You already asserted this. Simply doing so again doesn't make your mistaken assertion any more right than the first time you asserted it. A bald assertion is not an argument for itself. A huge majority of Bible translators have opted for a different rendering of the work "ki." It will take far more than your mere assertion to counter the weight of their translation choices of "if" or "for."
Again, you're just asserting things here, not actually making a case for your view. I showed how "for" can be used in a conditional manner. It is, then, certainly a term of condition. Merely saying, "No it's not," however emphatically, doesn't change what I've pointed out in the least.
It's pretty clear to folks who have a better handle on English than you appear to have (like me) that your word jumble here is way off-base. See the translations of Genesis 2:17 I offered above.
Continued below.
Did God's Plan A Fail - Forcing God To Spontaneously Develop Plan B?
According to the "good Adam" teaching, God had an original plan for Adam to live forever in the paradise on earth where Adam was made, and it is just termed the Good Plan until Adam ate the fruit.
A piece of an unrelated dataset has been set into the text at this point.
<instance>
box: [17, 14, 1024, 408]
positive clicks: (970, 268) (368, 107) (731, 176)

I equate "spiritually alive", "upright", "perfect", "righteous" and the like with "good" for the purposes of this sidebar.
Advocating the "good Adam" precept advocates the concept of good people converting to evil people; in other words, a GOOD Adam conquering a GOOD command of God in order to convert to an EVIL Adam.
The "good Adam" precept goes with the GOOD God being surprised by the GOOD Adam destroying the GOOD God's GOOD Plan A of the GOOD Adam living forever in God's GOOD paradise, so the GOOD God in a panic abandoned the GOOD Plan A to develop a GOOD Plan B to expel the EVIL Adam from paradise into a CURSED land with the GOOD promise of a Redeemer. The GOOD Plan A stopped being GOOD Plan A, so that means GOOD Plan A converted to EVIL plan A since the GOOD Adam caused GOOD Plan A to error out.
So, the "good Adam" precept conveys that God unwittingly created everything only to have it catastrophically crumble right in front of God. By the hand of man taken away from God. With God at the mercy of man. Unmercy perhaps being a better word.
This means GOOD God produced an imperfect plan, formerly GOOD Plan A now EVIL plan A; in other words, the GOOD God's GOOD Plan A failed with a spiritually alive Adam lost to be spiritually dead; in other words , the "good Adam" precept has it that GOOD Adam thwarted GOOD God, so GOOD God was too small to preserve GOOD Plan A, so GOOD God converted to EVIL god (this is following to where the "good Adam" precept leads), and EVIL god was incapable of preserving a spiritually alive person.
See that the "good Adam" precept has man snatching the "very good" of creation right out of God's hand; not only that, the man acts self-destructively during the snatching.
The "good Adam" precept has a good man doing the action of an evil man, so that is not a good man.
The "good Adam" doctrine leads to a different god than revealed by the Word of God.
The "good Adam" precept grossly distorts good and evil. The "good Adam" precept is confusion in the knowledge of good and evil.
In conclusion, the supporters of the "good Adam" precept advocate for good people converting to evil people which is absent from the entirety of the scripture; on the other hand, the Word of God is replete with God converting evil people into good people in Christ.
Moreover, God is good, and God's Way is good. Man is evil, yet God works all things out for good for the man of God's Way.
In actuality, with God there is no plan B - God is mightier than that. God's plan for the Redemption of Mankind through the Christ succeeds and is victorious, and this is God's plan before the foundation of the world.